Concurring was Arnold Denker, a U.S. Champion, who described Bobby – also at 9 – as “playing chess for blood.”

“You could literally see the killer instinct in his eyes,” Denker elaborated.

Was it DNA or something more, perhaps in his family culture?

His sister Joan, a future Ph.D., looked for greener pastures when her younger brother – engrossed and bewitched by the game – easily beat her.

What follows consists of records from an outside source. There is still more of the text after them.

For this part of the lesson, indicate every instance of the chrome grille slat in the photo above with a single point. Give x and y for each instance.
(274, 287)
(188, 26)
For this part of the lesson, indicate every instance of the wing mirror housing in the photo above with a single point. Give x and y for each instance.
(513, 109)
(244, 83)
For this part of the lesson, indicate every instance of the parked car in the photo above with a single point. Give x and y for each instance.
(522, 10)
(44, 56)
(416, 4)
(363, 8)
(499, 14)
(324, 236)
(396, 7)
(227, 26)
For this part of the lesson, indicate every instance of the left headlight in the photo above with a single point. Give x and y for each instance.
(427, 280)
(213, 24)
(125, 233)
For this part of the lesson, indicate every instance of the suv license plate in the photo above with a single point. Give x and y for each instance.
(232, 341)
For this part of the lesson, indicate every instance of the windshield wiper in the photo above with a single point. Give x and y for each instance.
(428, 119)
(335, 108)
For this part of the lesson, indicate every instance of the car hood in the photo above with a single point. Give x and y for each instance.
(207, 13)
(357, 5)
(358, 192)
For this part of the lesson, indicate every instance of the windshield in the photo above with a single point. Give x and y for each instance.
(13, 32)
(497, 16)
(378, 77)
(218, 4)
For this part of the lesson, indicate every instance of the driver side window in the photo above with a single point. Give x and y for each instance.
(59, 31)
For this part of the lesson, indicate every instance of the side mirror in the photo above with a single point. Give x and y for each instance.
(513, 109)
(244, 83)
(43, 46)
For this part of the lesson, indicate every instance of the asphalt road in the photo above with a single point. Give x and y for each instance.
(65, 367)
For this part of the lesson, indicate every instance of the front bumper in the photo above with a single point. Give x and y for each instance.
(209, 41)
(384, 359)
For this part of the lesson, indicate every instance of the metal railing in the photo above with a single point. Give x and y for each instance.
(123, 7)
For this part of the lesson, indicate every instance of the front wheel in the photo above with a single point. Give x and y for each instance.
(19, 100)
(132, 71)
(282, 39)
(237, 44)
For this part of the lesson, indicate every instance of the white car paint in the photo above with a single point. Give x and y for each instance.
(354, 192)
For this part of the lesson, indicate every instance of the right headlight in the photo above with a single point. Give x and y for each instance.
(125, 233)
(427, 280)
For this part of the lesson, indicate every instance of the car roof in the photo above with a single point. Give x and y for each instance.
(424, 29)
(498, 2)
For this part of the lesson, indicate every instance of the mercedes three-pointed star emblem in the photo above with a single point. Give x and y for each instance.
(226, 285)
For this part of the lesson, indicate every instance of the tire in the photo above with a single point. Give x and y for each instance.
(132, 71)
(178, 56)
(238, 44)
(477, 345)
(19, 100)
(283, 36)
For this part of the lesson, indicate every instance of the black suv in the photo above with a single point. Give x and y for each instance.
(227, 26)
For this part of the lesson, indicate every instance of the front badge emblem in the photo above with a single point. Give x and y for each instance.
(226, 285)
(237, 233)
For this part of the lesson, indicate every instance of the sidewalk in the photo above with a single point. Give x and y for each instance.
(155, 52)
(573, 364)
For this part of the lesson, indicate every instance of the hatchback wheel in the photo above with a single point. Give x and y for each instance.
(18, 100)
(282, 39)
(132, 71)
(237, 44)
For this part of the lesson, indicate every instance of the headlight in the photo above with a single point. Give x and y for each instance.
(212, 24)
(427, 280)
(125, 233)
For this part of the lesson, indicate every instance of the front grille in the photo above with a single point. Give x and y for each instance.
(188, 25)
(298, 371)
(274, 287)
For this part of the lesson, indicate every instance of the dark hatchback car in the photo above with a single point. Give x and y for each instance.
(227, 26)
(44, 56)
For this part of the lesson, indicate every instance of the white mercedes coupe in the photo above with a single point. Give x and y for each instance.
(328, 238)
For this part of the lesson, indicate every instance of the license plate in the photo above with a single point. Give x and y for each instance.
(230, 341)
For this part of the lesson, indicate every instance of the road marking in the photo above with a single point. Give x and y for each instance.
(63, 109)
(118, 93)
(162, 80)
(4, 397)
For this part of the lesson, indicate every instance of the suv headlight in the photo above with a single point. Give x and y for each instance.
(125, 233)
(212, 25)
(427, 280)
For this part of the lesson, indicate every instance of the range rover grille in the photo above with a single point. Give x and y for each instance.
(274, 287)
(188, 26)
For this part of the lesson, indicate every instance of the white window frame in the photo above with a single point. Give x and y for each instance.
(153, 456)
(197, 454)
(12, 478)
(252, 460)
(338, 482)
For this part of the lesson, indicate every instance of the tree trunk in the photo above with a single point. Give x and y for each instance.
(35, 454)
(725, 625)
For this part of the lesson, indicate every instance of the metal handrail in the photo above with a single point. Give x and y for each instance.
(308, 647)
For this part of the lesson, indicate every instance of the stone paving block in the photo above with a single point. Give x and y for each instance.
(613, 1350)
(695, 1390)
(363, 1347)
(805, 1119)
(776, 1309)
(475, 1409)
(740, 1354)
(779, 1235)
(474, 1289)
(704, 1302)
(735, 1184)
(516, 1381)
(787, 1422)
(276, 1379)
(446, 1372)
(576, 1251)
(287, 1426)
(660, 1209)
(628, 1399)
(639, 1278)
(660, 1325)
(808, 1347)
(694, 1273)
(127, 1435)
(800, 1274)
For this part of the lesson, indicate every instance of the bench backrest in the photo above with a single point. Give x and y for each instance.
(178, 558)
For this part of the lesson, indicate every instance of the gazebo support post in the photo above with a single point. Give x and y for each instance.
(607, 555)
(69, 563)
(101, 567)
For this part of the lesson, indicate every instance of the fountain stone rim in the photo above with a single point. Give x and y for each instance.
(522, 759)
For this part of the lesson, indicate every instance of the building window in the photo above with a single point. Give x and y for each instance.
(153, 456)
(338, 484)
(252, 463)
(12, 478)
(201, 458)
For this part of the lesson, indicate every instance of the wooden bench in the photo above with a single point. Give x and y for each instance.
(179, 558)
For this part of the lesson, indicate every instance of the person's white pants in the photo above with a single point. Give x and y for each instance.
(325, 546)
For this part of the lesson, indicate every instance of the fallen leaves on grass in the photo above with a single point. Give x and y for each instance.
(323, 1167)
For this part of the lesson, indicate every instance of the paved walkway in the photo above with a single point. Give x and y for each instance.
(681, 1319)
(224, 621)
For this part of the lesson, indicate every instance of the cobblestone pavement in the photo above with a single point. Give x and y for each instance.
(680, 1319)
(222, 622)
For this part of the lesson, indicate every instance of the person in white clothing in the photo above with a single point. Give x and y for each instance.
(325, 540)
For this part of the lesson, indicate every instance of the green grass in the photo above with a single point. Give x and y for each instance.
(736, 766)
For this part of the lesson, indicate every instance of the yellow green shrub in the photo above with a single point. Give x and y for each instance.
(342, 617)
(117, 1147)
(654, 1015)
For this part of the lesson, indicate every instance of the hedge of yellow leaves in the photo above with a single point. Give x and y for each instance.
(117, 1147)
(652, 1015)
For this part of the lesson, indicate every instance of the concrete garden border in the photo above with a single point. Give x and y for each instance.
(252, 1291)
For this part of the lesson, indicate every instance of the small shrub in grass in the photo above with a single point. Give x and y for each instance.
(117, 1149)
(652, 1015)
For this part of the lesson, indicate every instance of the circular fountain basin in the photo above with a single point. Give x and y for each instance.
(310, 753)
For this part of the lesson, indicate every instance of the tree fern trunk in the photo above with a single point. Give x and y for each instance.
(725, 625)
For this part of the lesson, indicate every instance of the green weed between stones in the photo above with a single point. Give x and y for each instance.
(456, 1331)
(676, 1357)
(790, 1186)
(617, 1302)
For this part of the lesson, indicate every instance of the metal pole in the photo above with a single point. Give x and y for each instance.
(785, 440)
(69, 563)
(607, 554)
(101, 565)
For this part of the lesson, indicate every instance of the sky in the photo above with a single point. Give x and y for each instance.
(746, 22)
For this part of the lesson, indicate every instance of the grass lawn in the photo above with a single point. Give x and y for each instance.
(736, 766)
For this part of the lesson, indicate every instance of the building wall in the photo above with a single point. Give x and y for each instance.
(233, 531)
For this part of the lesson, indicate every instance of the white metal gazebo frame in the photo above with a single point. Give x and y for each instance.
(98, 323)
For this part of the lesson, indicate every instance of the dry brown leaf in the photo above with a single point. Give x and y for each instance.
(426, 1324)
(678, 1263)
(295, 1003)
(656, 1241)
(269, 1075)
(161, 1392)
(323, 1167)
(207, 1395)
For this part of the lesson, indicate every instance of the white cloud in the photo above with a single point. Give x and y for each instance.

“We, Fischers,” she explained, “hate to lose.”

In his frequent wanderings around Manhattan, the chess nonpareil would stop on occasion at Marty “The Needle” Reisman’s table tennis parlor on Manhattan’s Upper West Side.

Reisman offers this impression:

“Fischer played table tennis the way he played chess: fiercely, ferociously, going for his opponent’s jugular. He was a killer, a remorseless, conscienceless, ice-blooded castrator.”